Eric Schwam, who died on Christmas day, unexpectedly revealed he wanted to give around €2m (£1.8m) to Le Chambon-sur-Lignon which is located in the mountains in south eastern France.
A man who escaped the Nazis has donated a sizeable chunk of his wealth to a village in France which protected him and his family from being terrorised by Hitler’s regime.
The 90-year-old Austrian man arrived in the village alongside his family in 1943 and were hidden in a school for the entirety of World War II – staying there until 1950.
While the mayor has refused to put a concrete number on the figure Mr Schwam donated, the previous mayor told a local website she discussed the donation with him and his wife in person and it was around €2m (£1.8m).

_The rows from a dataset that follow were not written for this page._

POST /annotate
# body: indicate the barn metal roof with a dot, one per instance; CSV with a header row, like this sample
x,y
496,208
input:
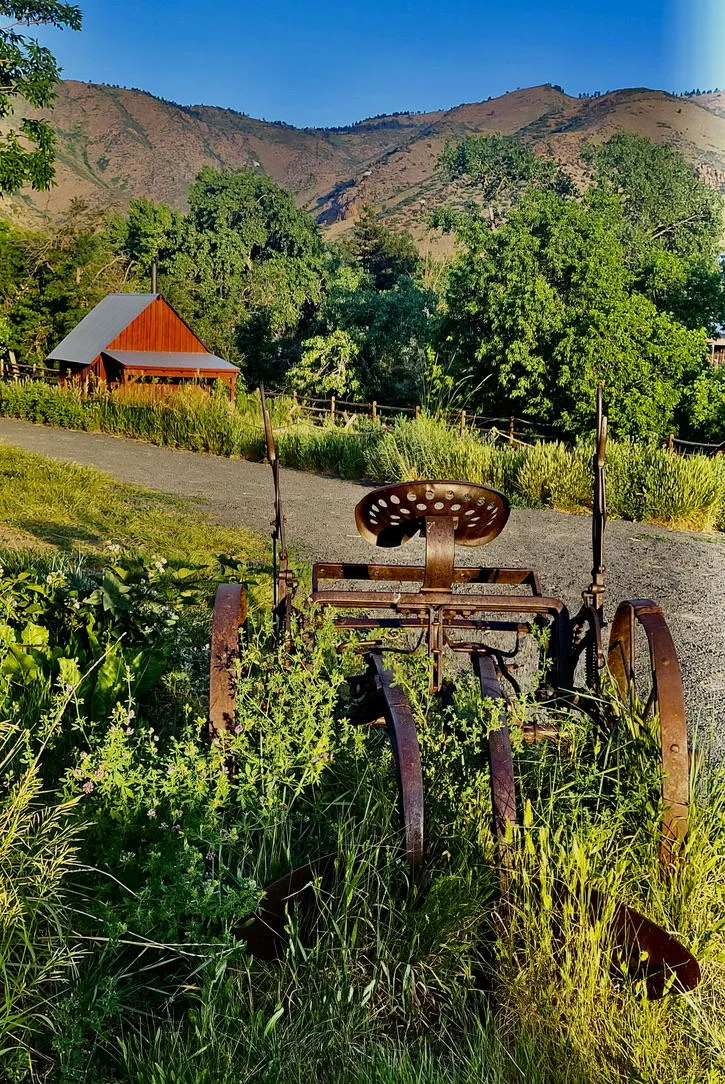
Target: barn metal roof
x,y
163,359
101,326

Le Chambon-sur-Lignon is known for welcoming a range of refugees escaping torment and hiding them from their persecutors – spanning from priests in the French Revolution to Jews during the Holocaust.
The village safeguarded around 2,500 Jewish refugees during the Second World War – with Israel subsequently commemorating its inhabitants.
After a pastor and his wife spearheaded the hiding of Jews, the village became a fulcrum of the resistance movement as locals put themselves at grave risk to protect Jews from harm.
Mr Schwam, who studied pharmacy, is said to have requested the money he donated to the village is poured into educational and youth projects – especially scholarships.
He went back to the Austrian capital of Vienna with his parents after the war came to an end before later relocating to Lyon in east central France where he went on to live with his Catholic wife until he died.